A cognitive therapy that helps children with autism independently cope with everyday events that cause stress, by developing their ability to use "inner speech" - the voice in our heads we use to think.
Autism is a neurocognitive developmental disorder, characterized by social and communication impairments, along with repetitive behaviors. According to the CDC in 2019, one in 54 children has autism.
Typical treatments are behavioral, such as Applied Behavior Analysis (ABA). Children are rewarded for memorizing scripts or exhibiting new behaviors, but not when nor how to adapt them to new situations. But real-life is unpredictable; if you can’t adapt, you don’t know what to do, and everything in life becomes stressful. This is what happens to autistic children and why they are prone to meltdowns. Moreover, recent research is challenging both the safety and effectiveness of ABA.
Surprisingly, professionals working with this population receive little training about autism. Typically in graduate training programs it is a brief section in a course on developmental disorders or diagnostic assessments. Those interested in autism are told, “you’ll learn what to do once you’re in the field.”
According to one estimate, “The cost of caring for Americans with autism had reached $268 billion in 2015 and would rise to $461 billion by 2025 in the absence of more-effective interventions and support across the life span.” Thinking in Speech can be this “more-effective intervention.”

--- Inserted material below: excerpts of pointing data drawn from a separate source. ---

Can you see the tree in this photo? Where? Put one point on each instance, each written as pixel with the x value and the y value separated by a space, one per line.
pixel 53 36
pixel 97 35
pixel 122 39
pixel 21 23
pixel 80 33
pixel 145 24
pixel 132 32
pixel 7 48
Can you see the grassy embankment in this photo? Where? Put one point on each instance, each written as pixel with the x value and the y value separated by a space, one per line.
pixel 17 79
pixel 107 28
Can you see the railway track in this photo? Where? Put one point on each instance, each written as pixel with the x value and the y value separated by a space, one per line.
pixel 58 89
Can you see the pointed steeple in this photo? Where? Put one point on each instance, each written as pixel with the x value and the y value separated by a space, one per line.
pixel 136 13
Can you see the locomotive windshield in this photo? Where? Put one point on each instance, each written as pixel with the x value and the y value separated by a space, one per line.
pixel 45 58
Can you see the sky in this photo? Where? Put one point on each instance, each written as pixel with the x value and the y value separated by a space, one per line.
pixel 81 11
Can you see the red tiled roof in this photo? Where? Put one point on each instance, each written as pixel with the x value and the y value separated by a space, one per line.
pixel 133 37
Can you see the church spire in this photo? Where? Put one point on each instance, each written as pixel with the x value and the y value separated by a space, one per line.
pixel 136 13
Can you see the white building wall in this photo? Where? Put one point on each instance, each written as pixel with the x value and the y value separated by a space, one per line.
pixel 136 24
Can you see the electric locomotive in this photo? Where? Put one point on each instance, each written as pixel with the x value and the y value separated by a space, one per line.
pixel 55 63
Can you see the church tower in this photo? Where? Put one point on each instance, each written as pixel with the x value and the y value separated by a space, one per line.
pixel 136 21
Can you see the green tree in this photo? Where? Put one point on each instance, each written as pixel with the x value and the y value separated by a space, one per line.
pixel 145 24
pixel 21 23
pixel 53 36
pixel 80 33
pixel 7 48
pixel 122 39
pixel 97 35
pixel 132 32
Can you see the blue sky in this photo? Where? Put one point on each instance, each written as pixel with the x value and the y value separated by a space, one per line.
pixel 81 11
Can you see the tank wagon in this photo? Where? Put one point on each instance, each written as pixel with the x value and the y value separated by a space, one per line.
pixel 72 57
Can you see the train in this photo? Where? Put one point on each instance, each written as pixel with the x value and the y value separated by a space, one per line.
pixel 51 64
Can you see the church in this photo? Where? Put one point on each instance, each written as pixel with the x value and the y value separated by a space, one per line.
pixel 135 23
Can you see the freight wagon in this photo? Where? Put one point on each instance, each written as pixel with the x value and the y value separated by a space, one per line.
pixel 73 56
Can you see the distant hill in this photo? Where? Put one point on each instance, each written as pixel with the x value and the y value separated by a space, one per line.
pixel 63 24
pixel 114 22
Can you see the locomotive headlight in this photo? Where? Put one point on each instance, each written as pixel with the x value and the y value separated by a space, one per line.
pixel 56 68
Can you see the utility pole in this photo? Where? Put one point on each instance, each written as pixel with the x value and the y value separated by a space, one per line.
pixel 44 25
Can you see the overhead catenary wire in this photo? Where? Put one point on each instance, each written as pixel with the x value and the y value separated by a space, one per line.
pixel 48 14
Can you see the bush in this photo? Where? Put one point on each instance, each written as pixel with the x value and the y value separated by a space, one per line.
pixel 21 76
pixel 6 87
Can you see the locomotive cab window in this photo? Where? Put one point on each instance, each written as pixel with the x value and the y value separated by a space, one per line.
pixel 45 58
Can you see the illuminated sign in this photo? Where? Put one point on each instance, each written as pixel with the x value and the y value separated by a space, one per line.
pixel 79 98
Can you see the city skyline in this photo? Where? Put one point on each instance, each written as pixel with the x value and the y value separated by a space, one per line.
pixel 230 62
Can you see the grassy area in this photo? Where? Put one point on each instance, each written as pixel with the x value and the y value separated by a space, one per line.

Unlike behavioral therapies, TiS is a cognitive intervention that develops inner speech, the voice in our head we use when thinking, which is required for effective self-regulation. Prior research found that children with autism have diminished inner speech. By learning to develop inner speech, children can think through challenging situations that would otherwise cause emotional meltdowns. Autistic children also have underdeveloped interoception; they are unaware of visceral cues like tightening of the stomach, that alert and prepare us for stressful situations. As a result, these children are surprised when stressful situations happen; they panic and meltdown.

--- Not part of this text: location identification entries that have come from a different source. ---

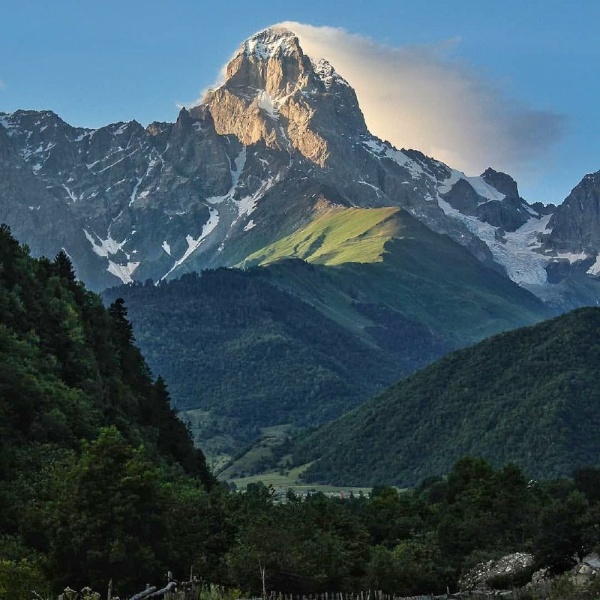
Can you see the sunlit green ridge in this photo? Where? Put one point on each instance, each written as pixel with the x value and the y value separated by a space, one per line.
pixel 337 235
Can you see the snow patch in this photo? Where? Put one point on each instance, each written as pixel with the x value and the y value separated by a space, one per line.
pixel 247 205
pixel 327 74
pixel 595 268
pixel 265 103
pixel 516 250
pixel 270 43
pixel 123 272
pixel 571 256
pixel 381 150
pixel 73 197
pixel 105 247
pixel 194 243
pixel 483 188
pixel 240 163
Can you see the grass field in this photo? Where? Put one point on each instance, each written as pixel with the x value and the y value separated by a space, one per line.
pixel 290 480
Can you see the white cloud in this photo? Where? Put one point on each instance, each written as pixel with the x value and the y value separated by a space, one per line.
pixel 420 97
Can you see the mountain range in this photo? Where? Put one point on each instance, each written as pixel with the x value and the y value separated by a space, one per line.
pixel 282 139
pixel 393 254
pixel 527 396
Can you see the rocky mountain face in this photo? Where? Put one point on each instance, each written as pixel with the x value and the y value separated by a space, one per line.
pixel 280 140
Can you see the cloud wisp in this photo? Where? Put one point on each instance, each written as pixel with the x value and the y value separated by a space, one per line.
pixel 420 97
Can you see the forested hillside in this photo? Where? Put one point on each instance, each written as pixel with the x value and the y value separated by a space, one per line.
pixel 95 467
pixel 99 481
pixel 530 396
pixel 300 343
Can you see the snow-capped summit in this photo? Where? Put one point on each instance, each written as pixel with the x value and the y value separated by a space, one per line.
pixel 271 42
pixel 280 139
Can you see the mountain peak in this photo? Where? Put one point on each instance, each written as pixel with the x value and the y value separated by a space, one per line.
pixel 274 92
pixel 271 42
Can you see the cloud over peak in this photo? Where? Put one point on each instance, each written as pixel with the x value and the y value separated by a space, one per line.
pixel 420 97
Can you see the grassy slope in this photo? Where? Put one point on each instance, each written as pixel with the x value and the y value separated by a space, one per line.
pixel 529 396
pixel 336 236
pixel 247 356
pixel 423 276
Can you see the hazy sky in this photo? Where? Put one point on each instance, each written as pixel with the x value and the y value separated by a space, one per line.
pixel 512 85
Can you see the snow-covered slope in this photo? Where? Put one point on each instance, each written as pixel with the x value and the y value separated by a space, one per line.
pixel 249 165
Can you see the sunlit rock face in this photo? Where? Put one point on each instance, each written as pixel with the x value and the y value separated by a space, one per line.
pixel 280 139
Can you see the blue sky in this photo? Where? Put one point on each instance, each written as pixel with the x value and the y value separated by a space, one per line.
pixel 96 62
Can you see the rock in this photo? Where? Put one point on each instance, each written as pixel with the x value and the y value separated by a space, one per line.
pixel 482 574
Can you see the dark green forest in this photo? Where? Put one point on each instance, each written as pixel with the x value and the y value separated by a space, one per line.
pixel 252 355
pixel 530 396
pixel 99 481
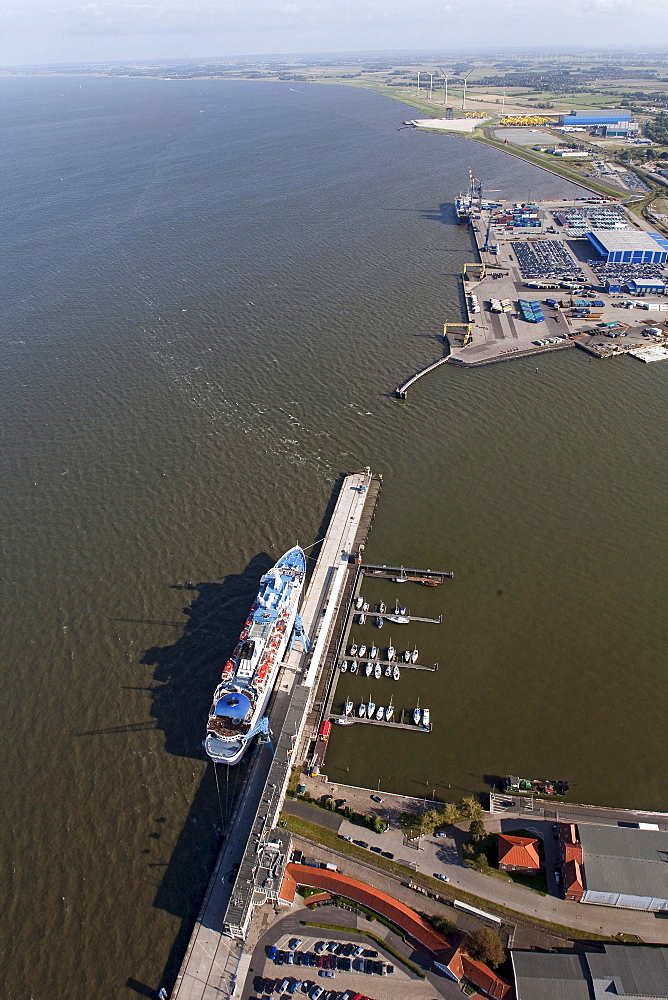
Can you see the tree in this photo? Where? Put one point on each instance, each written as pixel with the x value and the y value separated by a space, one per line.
pixel 477 830
pixel 486 947
pixel 470 808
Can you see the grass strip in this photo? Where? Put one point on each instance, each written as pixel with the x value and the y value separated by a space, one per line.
pixel 539 161
pixel 388 947
pixel 322 837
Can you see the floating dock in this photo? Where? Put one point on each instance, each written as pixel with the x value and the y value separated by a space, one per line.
pixel 381 722
pixel 361 670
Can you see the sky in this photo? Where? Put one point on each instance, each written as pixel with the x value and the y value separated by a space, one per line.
pixel 53 31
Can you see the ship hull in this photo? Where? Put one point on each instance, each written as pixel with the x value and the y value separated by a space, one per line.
pixel 237 714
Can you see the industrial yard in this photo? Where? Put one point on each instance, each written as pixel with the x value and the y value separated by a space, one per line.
pixel 557 275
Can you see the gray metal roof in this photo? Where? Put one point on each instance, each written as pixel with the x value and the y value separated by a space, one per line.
pixel 632 971
pixel 625 860
pixel 547 976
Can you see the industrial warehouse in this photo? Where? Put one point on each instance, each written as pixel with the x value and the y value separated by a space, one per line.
pixel 615 866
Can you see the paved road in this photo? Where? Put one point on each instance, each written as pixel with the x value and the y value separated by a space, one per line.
pixel 441 855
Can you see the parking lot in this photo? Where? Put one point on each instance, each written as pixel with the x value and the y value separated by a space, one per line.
pixel 280 970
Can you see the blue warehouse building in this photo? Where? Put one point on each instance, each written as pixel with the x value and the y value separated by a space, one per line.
pixel 586 119
pixel 629 246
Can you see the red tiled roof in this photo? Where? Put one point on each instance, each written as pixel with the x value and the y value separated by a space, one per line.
pixel 520 852
pixel 486 980
pixel 573 882
pixel 396 911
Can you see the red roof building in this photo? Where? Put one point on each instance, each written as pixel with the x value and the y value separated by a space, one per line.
pixel 461 967
pixel 518 854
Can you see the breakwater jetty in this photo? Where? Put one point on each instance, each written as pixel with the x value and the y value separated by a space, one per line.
pixel 249 866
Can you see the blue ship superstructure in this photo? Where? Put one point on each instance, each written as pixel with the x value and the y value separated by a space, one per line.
pixel 239 701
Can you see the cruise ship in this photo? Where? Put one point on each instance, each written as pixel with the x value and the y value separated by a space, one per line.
pixel 248 678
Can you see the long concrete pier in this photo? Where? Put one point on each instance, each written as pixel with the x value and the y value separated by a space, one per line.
pixel 214 961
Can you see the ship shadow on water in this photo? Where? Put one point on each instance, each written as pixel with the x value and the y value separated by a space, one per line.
pixel 185 674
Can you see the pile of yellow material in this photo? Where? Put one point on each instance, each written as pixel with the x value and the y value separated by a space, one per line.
pixel 525 120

TiS is the only intervention that helps autistic children: 1) recognize the “feelings” needed to prepare for challenging situations in all areas of their lives; and (2) develop inner speech needed to independently cope with these same challenging situations. Our proof-of-concept study found that autistic children treated by TiS-trained graduate students were better at coping in stressful situations than children treated by experienced SLPs who did not use TiS.

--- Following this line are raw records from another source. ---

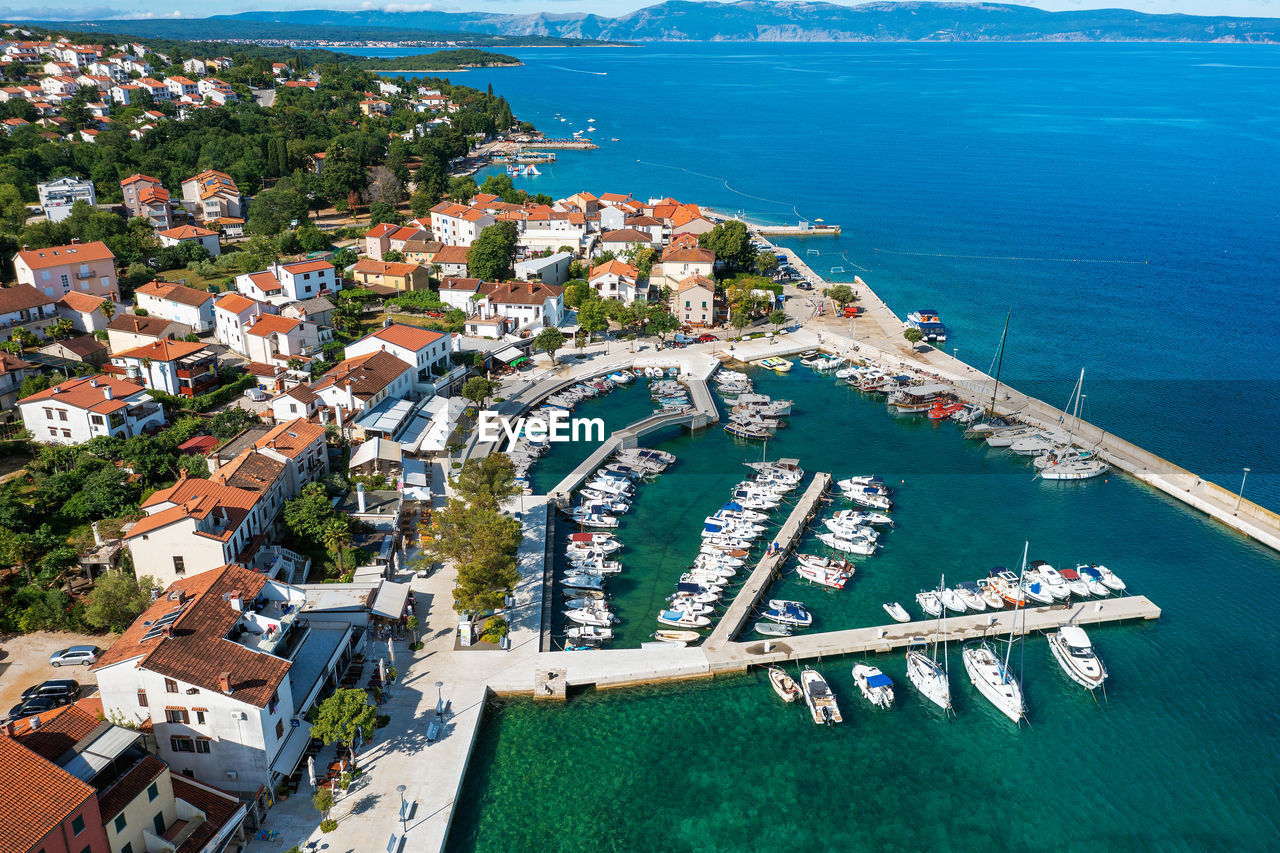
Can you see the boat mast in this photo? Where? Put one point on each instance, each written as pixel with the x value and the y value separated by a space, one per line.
pixel 1000 361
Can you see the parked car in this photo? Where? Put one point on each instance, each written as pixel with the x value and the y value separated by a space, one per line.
pixel 62 689
pixel 32 706
pixel 85 655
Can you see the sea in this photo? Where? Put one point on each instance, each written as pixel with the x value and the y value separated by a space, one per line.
pixel 1120 204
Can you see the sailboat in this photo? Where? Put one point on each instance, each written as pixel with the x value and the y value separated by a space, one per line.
pixel 926 673
pixel 991 674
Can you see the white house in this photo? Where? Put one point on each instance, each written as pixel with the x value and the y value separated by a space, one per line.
pixel 178 302
pixel 222 669
pixel 424 350
pixel 81 409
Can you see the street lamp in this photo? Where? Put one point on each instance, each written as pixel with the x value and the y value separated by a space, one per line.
pixel 1240 496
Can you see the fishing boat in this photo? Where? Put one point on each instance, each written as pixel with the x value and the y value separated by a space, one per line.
pixel 787 612
pixel 877 688
pixel 819 698
pixel 1075 655
pixel 784 684
pixel 896 611
pixel 929 602
pixel 589 633
pixel 681 619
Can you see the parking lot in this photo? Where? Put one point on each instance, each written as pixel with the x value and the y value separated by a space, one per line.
pixel 24 662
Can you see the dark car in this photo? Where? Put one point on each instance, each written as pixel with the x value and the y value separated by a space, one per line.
pixel 62 689
pixel 32 706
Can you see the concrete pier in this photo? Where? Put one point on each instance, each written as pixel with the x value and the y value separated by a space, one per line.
pixel 767 570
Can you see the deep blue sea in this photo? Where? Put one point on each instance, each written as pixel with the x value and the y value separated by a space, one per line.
pixel 1121 201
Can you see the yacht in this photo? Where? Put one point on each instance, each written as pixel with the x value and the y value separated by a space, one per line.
pixel 819 698
pixel 1075 655
pixel 877 688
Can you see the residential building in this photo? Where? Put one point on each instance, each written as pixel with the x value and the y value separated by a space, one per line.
pixel 211 195
pixel 424 350
pixel 615 279
pixel 178 302
pixel 26 306
pixel 192 235
pixel 81 409
pixel 552 269
pixel 173 366
pixel 86 313
pixel 220 667
pixel 694 301
pixel 88 268
pixel 385 277
pixel 127 331
pixel 56 196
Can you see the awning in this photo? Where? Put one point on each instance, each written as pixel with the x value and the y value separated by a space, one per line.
pixel 391 600
pixel 510 355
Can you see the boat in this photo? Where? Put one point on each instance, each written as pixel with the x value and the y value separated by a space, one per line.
pixel 929 602
pixel 681 619
pixel 896 611
pixel 787 612
pixel 819 698
pixel 877 688
pixel 784 684
pixel 1075 655
pixel 589 633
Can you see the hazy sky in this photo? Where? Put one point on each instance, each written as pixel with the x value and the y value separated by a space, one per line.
pixel 71 9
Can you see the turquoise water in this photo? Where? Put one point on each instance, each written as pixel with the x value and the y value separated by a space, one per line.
pixel 1179 755
pixel 1123 200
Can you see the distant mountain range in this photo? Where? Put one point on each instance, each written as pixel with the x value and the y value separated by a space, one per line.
pixel 781 21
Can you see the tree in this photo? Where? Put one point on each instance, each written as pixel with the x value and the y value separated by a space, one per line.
pixel 593 316
pixel 118 598
pixel 342 716
pixel 493 254
pixel 842 295
pixel 731 243
pixel 548 341
pixel 478 389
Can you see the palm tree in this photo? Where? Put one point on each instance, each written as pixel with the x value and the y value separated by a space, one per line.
pixel 336 537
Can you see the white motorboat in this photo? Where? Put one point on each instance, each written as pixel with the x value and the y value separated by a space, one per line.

Through remote training, we can deliver this safe and effective therapy to professionals across the country, reducing health care costs, and giving autistic children a better chance to grow up and lead productive lives.
The competitive landscape analysis below summarizes key features of this solution, and current competitors working to solve similar healthcare problems.
Our dissemination/implementation roadmap focuses on three areas:
Training. Prior research showed that TiS can be successfully used by graduate students trained by Janice Nathan. With this award, we can standardize this training for use by other professionals. Once this training has been tested, we can begin the train-the-trainer program for adoption by university SLP graduate programs and TiS certification programs. Eventually, we will extend this training to special education programs.
Dissemination Platform. With this award we can design the wireframe (storyboard) of our dissemination platform for TiS trainers and users and develop a prototype website for uploading all training components for pilot testing with a select group of users. With additional funds (e.g., from SBIR/STTR; autism non-profits and other foundations, etc.) we will add additional resources (scheduling calendars, Communities of Practice interfaces, etc.), and begin beta testing. This will facilitate our long-term objectives for international adoption.
Research. With this grant we can conduct a RCT, positioning us for clinical trials funded by NIH and NSF, and led by Drs. Baumann and Eack. We also will expand our research on autism in Black families, led by School of Social Work professor, Dr. Carr Copeland.
I need more detail about the online training program. What is it? What is the actual product, or is this a social program?
A standardized curriculum is needed to train professionals based on the TiS book. This will be uploaded onto the new dissemination platform, and include demonstration videos, quizzes, secure upload for recorded sessions for fidelity checks, etc. Long-term we will develop this into a train-the-trainer curriculum. This will become the salable product.
How is this different from Janice’s online “Improving Behavior and Social Skills” course offered through Summit Education?
That course is only a 6-hour workshop presentation for CEU credits. This will be a train-the-trainer curriculum with trained professionals providing the online training and leading the 1:1 feedback and consulting sessions. It will become a multi-course certification program, not just a single workshop.
Do you have a long-term expansion plan? Otherwise your online dissemination platform seems more like simply a learning platform.
The learning platform is the first phase. Ultimately, it becomes a full-service ecosystem, with interfaces for Communities of Practice (SLPs special education teachers, TiS trainers, etc.); new training courses, (TiS literacy development), a TiS research repository, and business systems (payment processing, trainer tracking system, trainee tracking system, etc.).
Why not use Applied Behavior Analysis (ABA)?
The only large-scale study of ABA was conducted for the Department of Defense. It found no evidence that ABA was effective for autism. In addition, there have been complaints by adults with autism who were subjected to ABA as children, and new research is documenting long-term trauma caused by ABA.